Source : Bankless
Réorganisé par : Felix, PANews
Aleks Larsen et Spencer Bogart, associés généraux de Blockchain Capital, sont récemment intervenus dans le podcast « Bankless » pour discuter de la transition inévitable du marché de la cryptographie des infrastructures vers la couche applicative. Blockchain Capital a souligné que l'adoption généralisée des stablecoins a accumulé une énorme liquidité pour la finance on-chain et a stimulé la croissance des revenus des protocoles de prêt et d'échange.
De plus, en tokenisant des actions et des fonds de capital-risque, l'efficacité du capital du système financier sera augmentée de façon exponentielle. Bien que la finance traditionnelle et l'esprit crypto s'affrontent sur la question de la conformité, la restructuration du système financier mondial par la technologie de tokenisation est désormais inévitable. PANews a synthétisé les points clés de cette conversation.

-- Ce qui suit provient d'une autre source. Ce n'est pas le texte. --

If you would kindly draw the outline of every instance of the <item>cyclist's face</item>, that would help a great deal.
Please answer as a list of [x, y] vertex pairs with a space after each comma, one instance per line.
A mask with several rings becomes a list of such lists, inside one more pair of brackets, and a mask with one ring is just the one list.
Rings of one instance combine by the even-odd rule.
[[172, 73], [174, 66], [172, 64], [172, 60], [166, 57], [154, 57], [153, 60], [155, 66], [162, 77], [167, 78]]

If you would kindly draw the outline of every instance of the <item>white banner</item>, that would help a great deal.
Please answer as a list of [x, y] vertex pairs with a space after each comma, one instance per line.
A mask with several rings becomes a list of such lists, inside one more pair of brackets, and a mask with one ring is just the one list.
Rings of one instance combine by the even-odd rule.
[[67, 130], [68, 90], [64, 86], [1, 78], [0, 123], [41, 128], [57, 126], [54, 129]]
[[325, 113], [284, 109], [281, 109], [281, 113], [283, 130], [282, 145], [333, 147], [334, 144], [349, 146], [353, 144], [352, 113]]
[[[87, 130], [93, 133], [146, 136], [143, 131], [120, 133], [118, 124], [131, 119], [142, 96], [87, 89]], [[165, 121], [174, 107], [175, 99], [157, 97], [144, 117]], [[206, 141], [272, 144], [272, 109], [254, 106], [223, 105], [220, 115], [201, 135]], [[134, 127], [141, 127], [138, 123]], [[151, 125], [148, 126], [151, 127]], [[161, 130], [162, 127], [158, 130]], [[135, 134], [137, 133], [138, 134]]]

Animateur : Spencer, je me souviens que notre première discussion dans l'industrie remonte à 2018 ou 2019, lorsque nous parlions du modèle de capture de valeur de MKR.

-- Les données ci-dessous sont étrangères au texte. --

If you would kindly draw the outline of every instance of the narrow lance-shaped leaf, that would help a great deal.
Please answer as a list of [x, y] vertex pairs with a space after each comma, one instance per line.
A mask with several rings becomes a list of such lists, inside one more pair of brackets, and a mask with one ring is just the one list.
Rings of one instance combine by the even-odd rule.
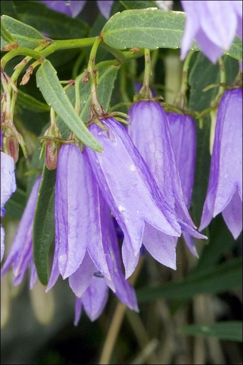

Spencer : Oui, nous envisagions même d'acheter des MKR à l'époque. Aujourd'hui, en 2026, les projets les plus modernes comme Hyperliquid, Lighter et Venice adoptent toujours le modèle de « rachat et destruction » que MKR a été le premier à mettre en œuvre. Bien qu'il y ait eu d'innombrables débats par le passé sur l'inefficacité de ce modèle en termes de capital, il n'a pratiquement jamais échoué en pratique.
Aleks : Absolument. Je me montrais très critique envers ce modèle, pensant qu'à la fin, lorsqu'il ne reste plus qu'un seul token, il doit y avoir un flux de trésorerie substantiel qui puisse être directement distribué aux détenteurs, sinon il est difficile de construire un modèle d'évaluation. Mais maintenant, je pense que c'était exagéré. Le modèle de « rachat et destruction » fonctionne très bien aujourd'hui.
Spencer : Exactement, la principale raison est que, à moins que la « Loi Clarity » ne soit adoptée, les droits légaux des détenteurs de tokens restent très flous. En théorie, en tant qu'investisseur, si vous êtes une start-up, j'espère bien sûr que vous réinvestirez les flux de trésorerie dans de nouvelles opportunités de croissance. Mais en réalité, la plupart des protocoles crypto ne démontrent pas la capacité de s'étendre et de réussir dans de nouveaux domaines, donc de nombreux détenteurs de tokens préfèrent que l'équipe « plante un drapeau dans le sable » et indique clairement au marché « nous rachèterons et détruirons pour toujours », ce qui élimine au moins l'incertitude.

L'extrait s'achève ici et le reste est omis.